Über Kochkäse

von Erwin Grosche

Foto © Frank Becker
Über Kochkäse
 

Ich mag an Kochkäse so, daß sich sein Rest versammelt und geschlossen zurückläuft in seine ursprüngliche Form, nur immer weniger und immer ein Rest, nur immer weniger und immer ein Rest.
Man nimmt den Kochkäse aus seinem Plastiktopf, reißt tiefe Krater und Risse in seine Oberfläche, und eh' man sichs versieht, zieht sich der Rest wieder zusammen zu einer makellosen Ebene, ganz gelber See, vom Mond beseelt, ein Stilleben der Post.
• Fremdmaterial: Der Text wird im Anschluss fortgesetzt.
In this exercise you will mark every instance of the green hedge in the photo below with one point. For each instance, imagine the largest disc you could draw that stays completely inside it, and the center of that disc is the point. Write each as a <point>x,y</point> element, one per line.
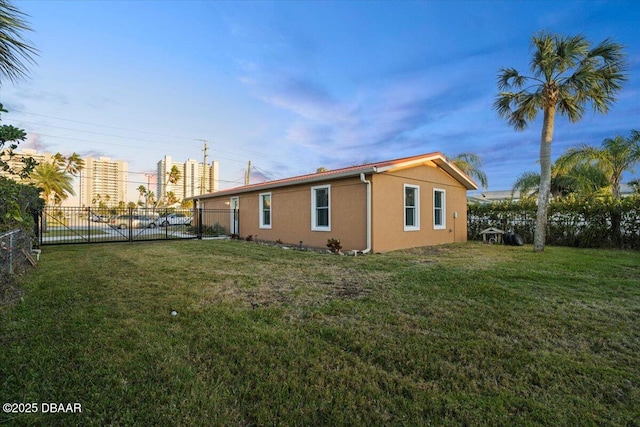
<point>593,223</point>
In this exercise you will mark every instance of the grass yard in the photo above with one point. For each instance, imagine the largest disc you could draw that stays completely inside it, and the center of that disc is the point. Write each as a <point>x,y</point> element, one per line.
<point>455,335</point>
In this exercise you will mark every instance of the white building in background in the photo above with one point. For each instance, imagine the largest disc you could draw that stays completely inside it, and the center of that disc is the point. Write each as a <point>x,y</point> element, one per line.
<point>199,179</point>
<point>195,178</point>
<point>103,180</point>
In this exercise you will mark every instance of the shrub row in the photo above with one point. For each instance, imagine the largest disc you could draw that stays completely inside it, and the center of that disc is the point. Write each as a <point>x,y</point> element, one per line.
<point>588,223</point>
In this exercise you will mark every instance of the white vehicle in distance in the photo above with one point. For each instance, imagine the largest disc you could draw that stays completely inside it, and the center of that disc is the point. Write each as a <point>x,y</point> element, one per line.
<point>174,219</point>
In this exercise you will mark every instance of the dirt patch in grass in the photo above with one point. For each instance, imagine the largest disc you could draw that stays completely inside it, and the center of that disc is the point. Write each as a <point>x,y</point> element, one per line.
<point>10,292</point>
<point>292,287</point>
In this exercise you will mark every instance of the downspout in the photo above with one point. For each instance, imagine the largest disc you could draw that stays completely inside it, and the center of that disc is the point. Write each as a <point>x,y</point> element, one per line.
<point>365,181</point>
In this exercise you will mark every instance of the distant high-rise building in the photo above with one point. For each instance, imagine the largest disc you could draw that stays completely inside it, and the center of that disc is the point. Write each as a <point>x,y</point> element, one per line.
<point>194,179</point>
<point>103,180</point>
<point>200,179</point>
<point>164,185</point>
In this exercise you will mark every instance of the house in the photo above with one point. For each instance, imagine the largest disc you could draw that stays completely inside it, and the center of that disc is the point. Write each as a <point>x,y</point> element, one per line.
<point>394,204</point>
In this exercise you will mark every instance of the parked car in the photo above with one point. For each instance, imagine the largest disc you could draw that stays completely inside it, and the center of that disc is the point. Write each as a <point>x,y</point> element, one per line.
<point>133,221</point>
<point>174,219</point>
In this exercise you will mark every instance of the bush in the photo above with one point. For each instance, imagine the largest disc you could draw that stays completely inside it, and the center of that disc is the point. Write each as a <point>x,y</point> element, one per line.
<point>591,223</point>
<point>20,204</point>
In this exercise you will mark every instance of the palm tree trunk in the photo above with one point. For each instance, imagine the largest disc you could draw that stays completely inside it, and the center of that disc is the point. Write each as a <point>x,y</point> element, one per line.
<point>540,233</point>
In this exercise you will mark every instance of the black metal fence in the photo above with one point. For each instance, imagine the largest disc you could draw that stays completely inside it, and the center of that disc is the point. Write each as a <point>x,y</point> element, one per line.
<point>69,225</point>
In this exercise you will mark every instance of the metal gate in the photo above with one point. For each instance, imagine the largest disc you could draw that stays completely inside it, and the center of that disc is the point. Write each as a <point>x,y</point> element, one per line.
<point>68,225</point>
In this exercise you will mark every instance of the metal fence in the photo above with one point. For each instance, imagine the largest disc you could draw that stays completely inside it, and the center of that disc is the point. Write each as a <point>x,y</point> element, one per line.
<point>70,225</point>
<point>15,252</point>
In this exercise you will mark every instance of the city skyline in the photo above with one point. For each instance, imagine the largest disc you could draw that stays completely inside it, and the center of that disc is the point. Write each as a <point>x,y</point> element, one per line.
<point>294,86</point>
<point>106,180</point>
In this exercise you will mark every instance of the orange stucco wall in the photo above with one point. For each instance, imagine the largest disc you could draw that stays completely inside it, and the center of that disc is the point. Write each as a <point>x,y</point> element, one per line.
<point>291,214</point>
<point>291,211</point>
<point>388,209</point>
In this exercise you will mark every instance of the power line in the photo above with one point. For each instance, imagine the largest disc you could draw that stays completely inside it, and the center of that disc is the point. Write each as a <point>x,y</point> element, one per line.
<point>116,128</point>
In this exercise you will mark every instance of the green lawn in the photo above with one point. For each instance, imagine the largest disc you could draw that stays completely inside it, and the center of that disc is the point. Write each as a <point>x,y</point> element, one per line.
<point>455,335</point>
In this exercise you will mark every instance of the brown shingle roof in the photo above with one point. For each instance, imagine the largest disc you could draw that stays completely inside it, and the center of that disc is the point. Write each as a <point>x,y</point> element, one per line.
<point>375,167</point>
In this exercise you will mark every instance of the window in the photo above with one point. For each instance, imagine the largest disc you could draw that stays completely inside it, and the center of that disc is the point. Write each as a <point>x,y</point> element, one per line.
<point>265,210</point>
<point>320,208</point>
<point>411,208</point>
<point>439,209</point>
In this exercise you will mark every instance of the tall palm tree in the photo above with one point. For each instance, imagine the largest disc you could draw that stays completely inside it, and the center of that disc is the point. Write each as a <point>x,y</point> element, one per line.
<point>567,75</point>
<point>614,157</point>
<point>72,164</point>
<point>470,164</point>
<point>15,52</point>
<point>586,180</point>
<point>55,184</point>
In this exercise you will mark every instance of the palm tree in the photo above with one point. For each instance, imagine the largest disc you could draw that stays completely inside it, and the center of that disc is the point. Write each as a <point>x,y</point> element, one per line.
<point>56,185</point>
<point>568,74</point>
<point>15,52</point>
<point>470,164</point>
<point>614,157</point>
<point>586,180</point>
<point>72,164</point>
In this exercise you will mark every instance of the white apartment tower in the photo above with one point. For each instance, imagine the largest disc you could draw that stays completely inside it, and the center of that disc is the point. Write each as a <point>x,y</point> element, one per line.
<point>103,180</point>
<point>199,179</point>
<point>164,186</point>
<point>194,178</point>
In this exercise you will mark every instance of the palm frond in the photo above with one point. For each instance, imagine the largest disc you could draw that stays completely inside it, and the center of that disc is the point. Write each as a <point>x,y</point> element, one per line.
<point>16,53</point>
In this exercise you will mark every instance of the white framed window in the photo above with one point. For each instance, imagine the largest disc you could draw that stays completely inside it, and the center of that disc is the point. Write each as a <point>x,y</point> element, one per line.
<point>321,208</point>
<point>439,209</point>
<point>265,210</point>
<point>411,207</point>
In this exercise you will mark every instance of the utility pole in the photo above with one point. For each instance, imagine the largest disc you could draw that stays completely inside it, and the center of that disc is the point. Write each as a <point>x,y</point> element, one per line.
<point>247,175</point>
<point>146,198</point>
<point>204,165</point>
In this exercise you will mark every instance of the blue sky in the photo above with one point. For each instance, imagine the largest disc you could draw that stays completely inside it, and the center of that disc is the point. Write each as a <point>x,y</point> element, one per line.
<point>296,85</point>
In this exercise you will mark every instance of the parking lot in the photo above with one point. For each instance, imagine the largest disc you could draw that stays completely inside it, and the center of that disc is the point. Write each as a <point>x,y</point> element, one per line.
<point>81,225</point>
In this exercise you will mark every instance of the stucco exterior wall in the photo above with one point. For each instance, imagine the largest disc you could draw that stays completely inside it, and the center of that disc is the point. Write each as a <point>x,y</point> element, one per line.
<point>291,214</point>
<point>291,211</point>
<point>388,209</point>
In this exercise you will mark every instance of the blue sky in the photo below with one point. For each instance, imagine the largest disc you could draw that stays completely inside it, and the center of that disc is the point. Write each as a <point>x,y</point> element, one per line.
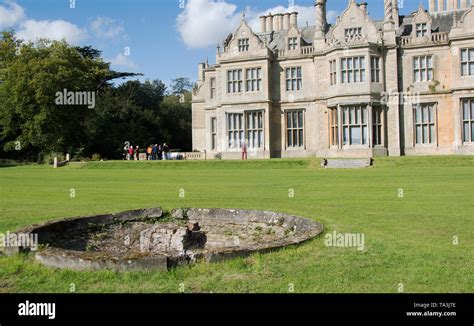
<point>165,39</point>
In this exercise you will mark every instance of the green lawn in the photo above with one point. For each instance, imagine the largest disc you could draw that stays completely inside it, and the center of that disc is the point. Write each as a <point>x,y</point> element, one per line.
<point>408,240</point>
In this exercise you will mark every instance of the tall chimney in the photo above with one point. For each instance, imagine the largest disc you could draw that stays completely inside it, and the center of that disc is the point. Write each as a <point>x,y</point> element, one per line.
<point>286,20</point>
<point>396,17</point>
<point>455,5</point>
<point>320,18</point>
<point>278,22</point>
<point>449,5</point>
<point>441,5</point>
<point>294,19</point>
<point>269,23</point>
<point>263,24</point>
<point>388,15</point>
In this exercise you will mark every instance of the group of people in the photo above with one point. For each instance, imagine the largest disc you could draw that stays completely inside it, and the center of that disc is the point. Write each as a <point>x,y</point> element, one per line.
<point>158,152</point>
<point>153,152</point>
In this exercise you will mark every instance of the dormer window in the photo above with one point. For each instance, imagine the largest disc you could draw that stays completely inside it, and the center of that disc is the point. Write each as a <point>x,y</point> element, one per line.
<point>421,30</point>
<point>292,43</point>
<point>243,45</point>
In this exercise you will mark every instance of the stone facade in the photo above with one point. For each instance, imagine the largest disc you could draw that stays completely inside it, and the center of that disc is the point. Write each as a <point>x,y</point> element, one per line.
<point>403,85</point>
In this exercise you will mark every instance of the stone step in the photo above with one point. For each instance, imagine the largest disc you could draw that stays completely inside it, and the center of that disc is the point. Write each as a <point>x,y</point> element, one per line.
<point>347,163</point>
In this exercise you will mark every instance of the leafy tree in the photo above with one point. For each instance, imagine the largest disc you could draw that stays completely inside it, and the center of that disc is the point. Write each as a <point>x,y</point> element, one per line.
<point>31,75</point>
<point>180,86</point>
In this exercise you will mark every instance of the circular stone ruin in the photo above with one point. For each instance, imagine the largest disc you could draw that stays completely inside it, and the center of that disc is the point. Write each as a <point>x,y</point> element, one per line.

Und die kleinen schwarzen Kümmelkörner sind die gerade losgeschickten Briefträger auf dem Wege zum Postkunden im zartgelben Morgen­grauen.
Wissen Sie, ich mag an Kochkäse so, daß er sich nicht entstellen läßt, er achtet auf sich, er gibt nicht auf, er besteht auf seiner Vollkommenheit.
Ich mag an Kochkäse so, daß er hofft, durch sein Zu­rückweichen einem erneuten Eingriff des Menschen zu ent­gehen. Wie dumm der Kochkäse ist, es reizt doch gerade, das Vollkommene zu zerstören - deswegen heiraten doch Männer Frauen, Kinder werden Erwachsene, und die Post wird Telekom.

Foto © Frank Becker
Schade ist nur, daß die Erde diesem Beispiel des Koch­käses nicht folgen kann. Die Erde bleibt bei einem Eingriff aufgerissen und zieht sich nicht wieder zusammen zu einer makellosen Oberfläche wie der Kochkäse, und putt bleibt putt: »Die kleine Therese, die schickt mir gern Käse, egal was es kost', sie schickt's mit der Post.«
Ich sag Ihnen was: »200 Jahre deutscher Kochkäse«, das wäre ein schönes Briefmarkenmotiv. Eine gelbe, sich dehnende Briefmarke, die beim Stempeln Kümmelkörner hochspringen läßt, das wär's.
Nicht Geld macht glücklich, Gelb macht glücklich! Nicht Gelb macht glücklich, Kochkäse macht glücklich.